At this time I knew very little about ham radio. I had tinkered with old BC sets and saved enough money to buy a shiny new Hallicrafters S-40B at Sun Radio in downtown DC with which I listened to the ham bands. However, I didn't know any hams and didn't know how to get licensed.
Boy did that ever change when four licensed operators showed up at the first club meeting as well as about a dozen others. I was elected president of the club with the provision that I get a ticket post-haste.

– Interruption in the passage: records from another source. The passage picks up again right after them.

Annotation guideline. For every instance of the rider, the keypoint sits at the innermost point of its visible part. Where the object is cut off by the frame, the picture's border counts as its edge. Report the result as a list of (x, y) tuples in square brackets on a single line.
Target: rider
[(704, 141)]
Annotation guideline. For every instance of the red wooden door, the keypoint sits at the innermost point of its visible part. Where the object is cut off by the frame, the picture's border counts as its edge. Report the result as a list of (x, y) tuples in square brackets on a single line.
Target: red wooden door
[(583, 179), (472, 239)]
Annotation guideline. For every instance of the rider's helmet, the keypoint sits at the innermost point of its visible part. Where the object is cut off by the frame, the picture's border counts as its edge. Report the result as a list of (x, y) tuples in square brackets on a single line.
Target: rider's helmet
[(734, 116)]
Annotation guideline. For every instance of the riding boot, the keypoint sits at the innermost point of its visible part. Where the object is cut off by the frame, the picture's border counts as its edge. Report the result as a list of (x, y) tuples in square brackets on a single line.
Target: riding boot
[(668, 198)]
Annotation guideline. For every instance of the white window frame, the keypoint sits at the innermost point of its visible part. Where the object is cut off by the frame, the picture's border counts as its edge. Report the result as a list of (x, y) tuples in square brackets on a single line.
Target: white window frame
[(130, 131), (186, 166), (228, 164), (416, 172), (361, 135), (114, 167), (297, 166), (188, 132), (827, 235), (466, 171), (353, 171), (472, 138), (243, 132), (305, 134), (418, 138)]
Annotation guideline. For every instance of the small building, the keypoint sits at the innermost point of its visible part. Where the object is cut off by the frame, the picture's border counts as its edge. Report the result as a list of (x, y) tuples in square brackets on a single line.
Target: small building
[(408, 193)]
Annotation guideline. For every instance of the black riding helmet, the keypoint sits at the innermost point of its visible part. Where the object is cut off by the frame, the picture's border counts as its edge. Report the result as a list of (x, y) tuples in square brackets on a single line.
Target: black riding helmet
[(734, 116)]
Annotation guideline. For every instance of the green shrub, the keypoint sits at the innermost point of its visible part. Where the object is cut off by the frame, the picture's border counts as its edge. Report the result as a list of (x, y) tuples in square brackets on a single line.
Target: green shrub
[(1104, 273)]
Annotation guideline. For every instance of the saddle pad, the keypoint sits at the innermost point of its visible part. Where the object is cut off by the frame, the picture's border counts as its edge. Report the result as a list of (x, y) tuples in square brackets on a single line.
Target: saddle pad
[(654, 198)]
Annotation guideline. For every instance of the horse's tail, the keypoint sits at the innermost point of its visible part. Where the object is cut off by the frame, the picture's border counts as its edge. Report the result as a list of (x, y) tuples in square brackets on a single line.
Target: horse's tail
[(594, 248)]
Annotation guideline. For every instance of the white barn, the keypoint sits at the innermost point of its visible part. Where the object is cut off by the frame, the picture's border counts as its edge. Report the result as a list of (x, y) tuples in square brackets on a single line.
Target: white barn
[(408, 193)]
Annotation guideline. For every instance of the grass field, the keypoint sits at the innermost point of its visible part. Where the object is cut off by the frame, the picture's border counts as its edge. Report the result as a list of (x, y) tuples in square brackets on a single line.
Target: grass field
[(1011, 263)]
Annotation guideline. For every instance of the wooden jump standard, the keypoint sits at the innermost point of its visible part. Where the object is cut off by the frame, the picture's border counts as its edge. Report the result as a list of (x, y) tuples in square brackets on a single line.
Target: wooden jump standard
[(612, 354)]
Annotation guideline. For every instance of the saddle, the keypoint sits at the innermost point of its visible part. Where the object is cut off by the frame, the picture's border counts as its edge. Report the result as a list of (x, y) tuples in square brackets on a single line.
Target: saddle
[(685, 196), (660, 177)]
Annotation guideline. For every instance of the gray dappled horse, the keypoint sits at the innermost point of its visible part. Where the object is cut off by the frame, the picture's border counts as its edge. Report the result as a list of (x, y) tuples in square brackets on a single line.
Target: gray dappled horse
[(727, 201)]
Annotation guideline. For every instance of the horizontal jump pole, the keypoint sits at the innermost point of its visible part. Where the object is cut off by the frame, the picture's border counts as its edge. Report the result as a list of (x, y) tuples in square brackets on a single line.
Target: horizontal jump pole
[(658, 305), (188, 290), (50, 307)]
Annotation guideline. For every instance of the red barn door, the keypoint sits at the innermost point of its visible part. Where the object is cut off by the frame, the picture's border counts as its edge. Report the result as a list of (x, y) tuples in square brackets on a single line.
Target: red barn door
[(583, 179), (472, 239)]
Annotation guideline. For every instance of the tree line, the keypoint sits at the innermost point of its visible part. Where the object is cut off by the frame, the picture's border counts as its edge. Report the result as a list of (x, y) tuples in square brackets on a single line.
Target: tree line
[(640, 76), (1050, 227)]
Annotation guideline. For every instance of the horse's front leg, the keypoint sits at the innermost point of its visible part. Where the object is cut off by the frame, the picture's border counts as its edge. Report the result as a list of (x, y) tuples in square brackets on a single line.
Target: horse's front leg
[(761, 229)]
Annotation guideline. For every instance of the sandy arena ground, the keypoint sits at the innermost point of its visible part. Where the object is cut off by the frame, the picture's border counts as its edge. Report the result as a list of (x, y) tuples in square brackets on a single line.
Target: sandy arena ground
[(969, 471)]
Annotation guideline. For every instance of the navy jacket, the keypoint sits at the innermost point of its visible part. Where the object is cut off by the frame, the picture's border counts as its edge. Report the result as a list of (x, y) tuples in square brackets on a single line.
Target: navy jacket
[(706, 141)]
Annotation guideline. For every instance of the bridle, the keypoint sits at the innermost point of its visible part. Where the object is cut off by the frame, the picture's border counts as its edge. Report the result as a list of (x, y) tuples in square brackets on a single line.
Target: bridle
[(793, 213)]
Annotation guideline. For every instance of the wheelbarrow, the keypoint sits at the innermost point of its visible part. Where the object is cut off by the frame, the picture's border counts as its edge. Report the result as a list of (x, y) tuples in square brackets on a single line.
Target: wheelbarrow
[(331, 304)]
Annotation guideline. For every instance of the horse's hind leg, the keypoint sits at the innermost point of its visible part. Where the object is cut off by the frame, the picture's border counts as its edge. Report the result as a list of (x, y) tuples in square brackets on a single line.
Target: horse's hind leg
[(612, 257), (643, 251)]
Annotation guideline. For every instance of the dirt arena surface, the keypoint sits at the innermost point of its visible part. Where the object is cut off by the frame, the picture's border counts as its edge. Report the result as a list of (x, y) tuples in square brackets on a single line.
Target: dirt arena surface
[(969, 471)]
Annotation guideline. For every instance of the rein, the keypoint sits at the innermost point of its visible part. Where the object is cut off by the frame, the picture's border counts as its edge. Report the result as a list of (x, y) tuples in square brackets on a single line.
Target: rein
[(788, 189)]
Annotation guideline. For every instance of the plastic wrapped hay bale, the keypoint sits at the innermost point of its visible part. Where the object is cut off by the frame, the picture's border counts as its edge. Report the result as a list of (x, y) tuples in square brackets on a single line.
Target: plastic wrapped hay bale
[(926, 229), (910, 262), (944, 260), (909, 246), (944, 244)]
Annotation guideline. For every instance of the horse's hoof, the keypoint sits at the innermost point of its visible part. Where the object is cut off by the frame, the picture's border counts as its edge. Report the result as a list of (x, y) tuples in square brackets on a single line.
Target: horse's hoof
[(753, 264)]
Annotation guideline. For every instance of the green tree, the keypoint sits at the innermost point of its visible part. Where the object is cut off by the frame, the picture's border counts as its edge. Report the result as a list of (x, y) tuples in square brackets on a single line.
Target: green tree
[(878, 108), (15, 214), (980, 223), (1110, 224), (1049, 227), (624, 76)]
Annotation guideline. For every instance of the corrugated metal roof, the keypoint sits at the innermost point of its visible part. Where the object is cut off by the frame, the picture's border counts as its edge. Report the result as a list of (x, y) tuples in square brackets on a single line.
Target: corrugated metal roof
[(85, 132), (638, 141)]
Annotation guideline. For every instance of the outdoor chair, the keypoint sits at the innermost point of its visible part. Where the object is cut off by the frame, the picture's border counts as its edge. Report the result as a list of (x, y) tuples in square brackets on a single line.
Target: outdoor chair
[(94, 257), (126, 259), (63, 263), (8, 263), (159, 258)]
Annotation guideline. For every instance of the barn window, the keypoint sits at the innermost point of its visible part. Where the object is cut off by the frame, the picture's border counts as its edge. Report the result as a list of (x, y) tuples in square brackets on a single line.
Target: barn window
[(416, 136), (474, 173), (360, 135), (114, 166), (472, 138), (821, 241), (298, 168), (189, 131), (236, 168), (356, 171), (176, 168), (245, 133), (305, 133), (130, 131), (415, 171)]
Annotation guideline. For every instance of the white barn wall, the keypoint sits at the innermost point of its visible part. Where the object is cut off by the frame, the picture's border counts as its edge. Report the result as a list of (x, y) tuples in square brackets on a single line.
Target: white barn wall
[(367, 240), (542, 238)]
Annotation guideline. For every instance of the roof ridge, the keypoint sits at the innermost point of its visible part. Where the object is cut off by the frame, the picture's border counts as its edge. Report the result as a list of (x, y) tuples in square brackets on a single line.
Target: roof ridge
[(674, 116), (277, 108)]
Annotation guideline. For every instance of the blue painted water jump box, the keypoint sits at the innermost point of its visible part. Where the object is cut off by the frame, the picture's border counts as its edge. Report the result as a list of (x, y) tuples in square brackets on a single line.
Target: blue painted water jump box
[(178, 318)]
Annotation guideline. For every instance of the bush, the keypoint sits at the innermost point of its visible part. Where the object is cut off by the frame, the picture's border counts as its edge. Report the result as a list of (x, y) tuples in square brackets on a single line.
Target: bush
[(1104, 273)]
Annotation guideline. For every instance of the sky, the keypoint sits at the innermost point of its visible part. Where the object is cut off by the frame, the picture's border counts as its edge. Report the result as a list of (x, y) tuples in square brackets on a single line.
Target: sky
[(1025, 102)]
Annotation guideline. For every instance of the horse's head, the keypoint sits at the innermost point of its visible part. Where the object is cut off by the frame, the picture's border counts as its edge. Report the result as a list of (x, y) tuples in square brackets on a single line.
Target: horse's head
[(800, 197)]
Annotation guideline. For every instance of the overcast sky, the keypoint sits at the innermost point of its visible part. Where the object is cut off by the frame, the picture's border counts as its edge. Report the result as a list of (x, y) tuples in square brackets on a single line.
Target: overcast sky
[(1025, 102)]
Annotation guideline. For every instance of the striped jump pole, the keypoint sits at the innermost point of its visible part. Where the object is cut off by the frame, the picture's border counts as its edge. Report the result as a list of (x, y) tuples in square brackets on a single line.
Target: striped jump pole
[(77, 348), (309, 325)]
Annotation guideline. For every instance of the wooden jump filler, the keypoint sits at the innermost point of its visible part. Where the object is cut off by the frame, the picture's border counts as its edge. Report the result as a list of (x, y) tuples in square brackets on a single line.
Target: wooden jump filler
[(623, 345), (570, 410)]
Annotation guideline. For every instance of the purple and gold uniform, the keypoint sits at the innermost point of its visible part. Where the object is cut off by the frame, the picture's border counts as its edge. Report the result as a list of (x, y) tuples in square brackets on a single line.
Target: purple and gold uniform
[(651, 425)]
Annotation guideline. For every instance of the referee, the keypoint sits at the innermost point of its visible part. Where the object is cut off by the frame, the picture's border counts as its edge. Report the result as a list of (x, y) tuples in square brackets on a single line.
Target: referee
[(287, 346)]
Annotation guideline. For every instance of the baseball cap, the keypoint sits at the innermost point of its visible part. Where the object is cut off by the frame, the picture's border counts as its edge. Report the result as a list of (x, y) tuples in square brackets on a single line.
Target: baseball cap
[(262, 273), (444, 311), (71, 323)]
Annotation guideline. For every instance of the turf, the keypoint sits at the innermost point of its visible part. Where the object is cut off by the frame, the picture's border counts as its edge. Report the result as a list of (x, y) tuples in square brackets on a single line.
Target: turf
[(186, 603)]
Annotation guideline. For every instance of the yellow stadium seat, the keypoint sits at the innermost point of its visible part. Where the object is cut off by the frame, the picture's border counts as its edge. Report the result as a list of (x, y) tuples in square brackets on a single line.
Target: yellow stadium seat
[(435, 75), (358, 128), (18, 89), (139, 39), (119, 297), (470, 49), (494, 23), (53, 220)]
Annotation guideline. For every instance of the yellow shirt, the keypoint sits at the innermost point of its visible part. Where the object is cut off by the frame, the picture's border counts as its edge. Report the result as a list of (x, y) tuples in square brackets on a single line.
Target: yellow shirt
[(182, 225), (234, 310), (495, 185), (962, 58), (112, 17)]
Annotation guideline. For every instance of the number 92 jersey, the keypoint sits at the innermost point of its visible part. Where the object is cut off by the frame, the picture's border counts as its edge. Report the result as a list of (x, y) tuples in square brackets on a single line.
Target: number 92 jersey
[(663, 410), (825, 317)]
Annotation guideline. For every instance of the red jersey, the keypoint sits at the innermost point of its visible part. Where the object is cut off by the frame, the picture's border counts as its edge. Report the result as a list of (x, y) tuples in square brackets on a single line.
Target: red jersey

My mentors were Pete Buttner, W4YVO, Buddy Smith, W4YZC (now W4YE) Bob Colby, W4VRM and Bob MacDowell, W4VGS. By February of 1953 I had managed to copy the required 5 wpm at the little red schoolhouse in DC. Soon after passing the test I had my HB 6L6 rig ready to go.
Unfortunately, the FCC was swamped at this time and it was April before my Mom handed me the little envelope which made me WN4ZNQ. There followed lots of on-the air QSOs as well as visits to the member QTHs . Other members were also stimulated to get licenses including Mac McGee, W4ZNU, Bill North, W4ZLA, Tom Watson, W4APQ, Charlie Landon, W4APM, and Bob Houston, W4EMN. We also got the club call of W4BRN for use at the school with Buddy Smith as trustee.
These visits built friendships that are fondly remembered. One reflection about the changes in ham radio since our novice days has to do with VHF gear. The contrast between todays's HTs and Bob MacDowell's SCR-522 (2 meter surplus) can't be overstated. A rack of dynamotors fed by large selenium rectifiers made it necessary to remote the rig from the very noisy power supply. The ARC-5 family of radios were my answer to VFO operation when I earned my General ticket.
A memorable incident occurred on a Sunday afternoon when I was trying to modify a BC-459 by adding a doubler stage to permit 20 meter operation. As I tested the rig the phone rang and it was the tower at National Airport. I was messing up tower communications and was told to QRT. Fortunately, the tower operator was also a ham. Lot's of memories from those first days in ham radio. I'll always treasure each of them.